There was some disagreement between whether the exterior should be red or beige brick but it will not have a flat roof like many of the other older buildings in downtown Jack-sonville says designer David Sargent of the Witsell, Evans, Rasco architecture firm. “We want people to look at it and know it is a library, so they don’t have to ask what the building is,” Sargent said.
The north side of the building will have a nearby gazebo, benches and a 150-foot covered walkway with pillars. The length of the walkway concerned some residents.
“I have a lot of friends who can’t walk and 150 feet is a long way for them to travel,” said Marilyn Canon of Jacksonville. Canon said she uses the Nixon library two to three times a week.
Sargent said the south entrance would be wheelchair accessible and much closer to handicapped parking spots for patrons who find it difficult to walk.
Inside, library will have a vestibule that separates the general circulation area from a 1,000 square foot multi-purpose room complete with kitchenette and restrooms. The layout allows people to use the multipurpose part of the building then the library itself isn’t open.
With large glass windows on the north side of the building and glass block walls inside, the library will have abundant sunlight without being overheated in the summer.

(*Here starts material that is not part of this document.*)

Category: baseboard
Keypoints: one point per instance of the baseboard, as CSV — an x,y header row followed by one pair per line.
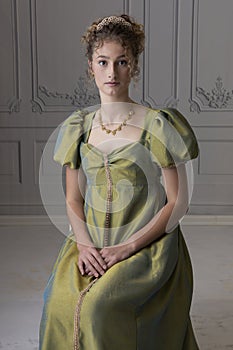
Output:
x,y
41,220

The building will be lit at night, lights will be left on inside and the outside will be lit with floodlights and other lighting.
There will be 3,204 square foot of general circulation area, 3,500 square foot of bookshelves, 1,200 square foot computer lab and a 1,200 square foot children’s reading area.
One highlight of the building is plans for a walled garden area, accessible from the children’s reading area where youngsters can take their books outside to read.
Cherry furniture, wooden ceiling tiles and cork flooring will make the interior of the build inviting. The entire building will be equipped with high-speed wireless Internet for laptop computer users too.
Bobby Roberts, director of the Central Arkansas Library System (CALS), said he’d like to landscape the property to make it look more like a park with evergreens on the west side and oaks or similar trees on the north side along Main Street.
“I think it’s important the landscaping is done correctly. Hopefully the building style and landscaping could set a trend and spread throughout the city,” Roberts said.
CALS would maintain the landscaping he added.
“This will be second largest library in CALS,” Roberts said.
The current building the Nixon library calls home was constructed in 1969. It is one of the oldest buildings in the Central Arkansas Library System.
Along with being old, the Nixon library is small with 9,265 square feet. The new library will be approximately 13,500 square feet. Excluding the Nixon Library, the average Central CALS building is five-years-old and has about 14,000 square feet.
In 2004, the Nixon library was closed for a month while a leak in the roof was repaired. About 200 books were damaged from the leaking roof. Several computers got wet as water leaked heavily through the roof to the building’s interior, about 40 ceiling tiles were damaged to the point of breaking and falling to the library floor. Workers cleaned the tiles and used a shop vacuum for about six hours to remove flooding water from the floor.
The drainage system failed when one of the roof drains got plugged, and instead of backing up onto the roof, the rainwater soaked into the ceiling until water leaked through.
During the closure, workers removed asbestos insulation from a 950-square-foot area above the circulation desk. The Nixon library still has asbestos materials in 488-square-feet of floor tile in the back room where the librarians work, in 30 segments of pipe insulation and in 200 foot of caulking between the building’s exterior and window units.
The next public meeting for the library will be in early spring Sargent said.